There was a tiny park overlapping the Minnesota state line where she would go sometimes when she wanted to be Alex. It was deserted most of the year, even in the earliest parts of spring when although the sun's rays were starting to reach the earth and warm it again, the temperatures still held in the forties and bit the cheeks of small children on their way to school in the bitter mornings. On this March day, the sky seemed impossibly grey to Alex Cabot as she rubbed her gloved hands together in an attempt to avoid frostbite. She watched as the cars zoomed by on the rural interstate road just a few yards ahead of her, and closed her eyes each time a large vehicle or a tractor-trailer whipped just a bit more of the frigid wind onto her face. Each driver was going somewhere and nowhere simultaneously.

This, exactly this, was all that was left to Alex Cabot's life. When she got up from that bench in the state line park, she would be Emily again. Emily was a middle management insurance agent who was content with remaining rooted to the spot she was in for some indefinite amount of time, presumably her entire life. Her coworkers were round pegs in round holes, people that Alex would have looked at, smirked at, and waved off on their way. But Emily was no square peg, either. She was a paper doll just like her neighbors. Alex watched Emily from some faraway vantage point every hour of every day like a silent movie, wondering when the plot would get exciting.

Emily had never been to New York. She'd lived in Wisconsin all her life, her big life move being from Polk County to Milwaukee and back to Polk again. By that point her parents were dead, buried somewhere in Massachusetts, where incidentally, Alex's parents were alive and well. Or at least alive. There's only so well one can be when one outlives one's child.

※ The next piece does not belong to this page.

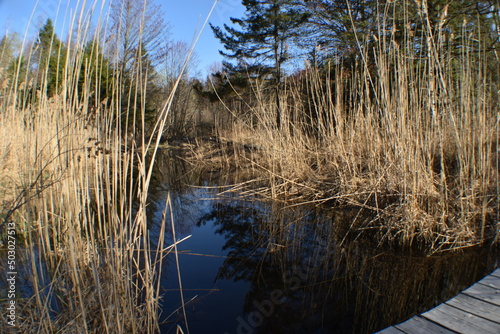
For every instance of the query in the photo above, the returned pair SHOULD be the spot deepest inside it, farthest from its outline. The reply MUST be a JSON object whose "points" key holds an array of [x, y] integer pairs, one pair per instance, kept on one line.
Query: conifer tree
{"points": [[263, 42], [51, 59]]}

When she was on that bench, Alex could remember things. Alex could remember having coworkers that weren't so damned vanilla. She could remember having a job that meant something and interacting with people that meant something. She could remember sharing a bed with someone who loved her for who she was instead of for the sake of convenience and a warm body next to them. And she could remember, though she didn't want to, a diner in small town West Virginia where the TV sets were tuned into the six o'clock news, playing a story about the "New York Attorney Shot and Killed by Latin American Drug Lords", where not a single face in the diner looked up at the screen except for the casted woman in the corner booth with two men in suits that stared at her reflection in the television, realizing in that moment that not only was she running, she was hiding without even trying, because no one in the Midwest was looking. She wouldn't even have to dye her hair or dress differently to avoid being recognized.

For about ten minutes each day, she could still be found on a bench near the Wisconsin and Minnesota state line. For the other twenty-three hours and fifty minutes, as far as everyone but the US Federal Witness Protection Program, Olivia Benson, and Elliot Stabler knew, Alexandra Cabot lay still in a casket in New York City.

After the obligatory ten minutes had passed, Alex blew out a deep breath and stood. Emily was going to be late to work.